ISABELLE BONZOM
EXPÉRIMENTER L'UNIVERSEL
par la philosophe Martine Méheut
Philosophe, Martine Méheut donne son point de vue sur la peinture d'Isabelle Bonzom en s'appuyant sur la série de centaines de visages que l'artiste a peint en 1991-1992 tirée d'un dialogue avec des œuvres des collections du musée de Saint-Maur, à l'occasion de l'exposition personnelle d'Isabelle Bonzom "Feuille à Feuille -Tête à Tête". Martine Méheut a été directrice de la collection De la pensée, aux éditions Alinéa. Elle travaille particulièrement sur le fédéralisme européen, c'est aussi une fervente amateure d'art :
"Ces regards sont tous dirigés vers le même point et c'est ce qui attire et qui intrigue. Ce point, pour moi, c'est l'invisible. Ce sont des regards extrêmement présents mais sans notion de futur ou de passé. Oui, c'est une présence intemporelle. Je ressens que vous avez retiré tout l'anecdotique, or le temporel est une forme d'anecdotique. Ces personnages que vous peignez sont présents quelle que soit l'époque à laquelle ils vivaient. Alors la question que se pose le philosophe, puisque l'on ressort d'un siècle d'historicisme: est-ce que l'on peut penser une personnalité, une atmosphère hors époque? Là, on sent que l'on est hors époque. Et pourtant, ça n'est pas du tout figé... C'est un passage hors du temps par la plénitude et non pas par la fixité. C'est une présence vivante, il y a de la vie là-dedans, mais c'est de la vie sans temps qui court, sans éphémère. Ce que je crois commun à la philosophie et à l'art, c'est ce goût de l'intérêt pour l'obscur, parce qu'il est plus riche que ce qui est évident. Il y a le sacré, l'art et la philosophie qui partagent ce goût de l'obscurité, non pas parce que c'est obscur, mais parce qu'on a saisi que c'est là où se trouvait l'essentiel.

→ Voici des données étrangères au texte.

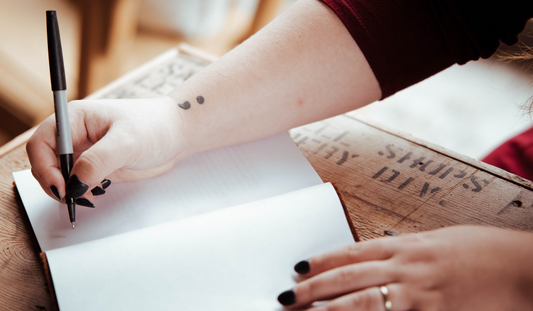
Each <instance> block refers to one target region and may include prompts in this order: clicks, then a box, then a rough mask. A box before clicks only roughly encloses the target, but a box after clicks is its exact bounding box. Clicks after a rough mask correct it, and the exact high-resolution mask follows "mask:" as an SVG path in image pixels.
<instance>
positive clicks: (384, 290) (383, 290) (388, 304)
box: [379, 286, 392, 311]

Dans vos peintures, je ressens le sacré, c'est à dire, le dépassement du prosaïque. Tout n'est pas explicable, non pas parce que l'on n'a pas suffisamment cheminé, mais parce qu'il y a un domaine dont on ne fera jamais le tour. Le religieux c'est ce qui relie les hommes entre eux, il y a tout l'aspect rituel dans le religieux. Il y a le partage, la dimension sociale. Le sacré, c'est l'exception pour certains êtres, c'est très mystérieux, parce qu'il y a des êtres religieux qui ne sont pas du tout sacrés, et il y a des êtres qui ont le sens du sacré et qui ne sont pas du tout religieux. Le sacré est de l'ordre d'un expérience personnelle et non pas sociale.
Tout ce que je vois dans vos peintures semble illuminé, c'est parfaitement lumineux, c'est limpide, limpide au niveau de la lumière et pourtant on touche à l'obscur, c'est-à-dire le mystère, par la lumière on accède au mystère. En regardant l'œuvre de Gendron, j'ai eu l'impression que c'était une œuvre d'art d'une certaine époque dont vous arrivez à tirer par les regards, par tous ces visages, une dimension qui est dedans. Je veux dire que vous ne brodez pas, vous retrouvez l'essentiel.
Dans votre travail, c'est un retour vers l'intérieur, vers l'intime. Pour moi, l'intime n'est pas la subjectivité individuelle, c'est ce qu'il y a de plus profond dans l'humain et qui rejoint l'universel, donc c'est sans doute l'inverse de ce qu'on appelle l'intimisme qui est une sorte de narcissisme de regard sur soi dans sa particularité. Là, c'est l'intime en tant que : je me suis dépouillée de tout ce qui faisait mes particularités, je retrouve le noyau central, l'intime en tant qu'universel.
Ce n'est pas l'altérité qui m'intéresse, c'est ce que nous partageons. Pourquoi suis-je émue devant ce que vous faites? Parce que je ressens quelque chose que je vis qui est enfoui quelque part, et que nous partageons sans doute par une certaine dimension que nous sommes capables de vivre, et c'est ça l'universel. Daprès ce que vous dites, l'universel c'est du vécu, non accessible quotidiennement ou à chaque instant parce que nous sommes happés, nous sommes distraits, en fait. L'universel c'est le non distrait, qui est de l'ordre de l'expérience".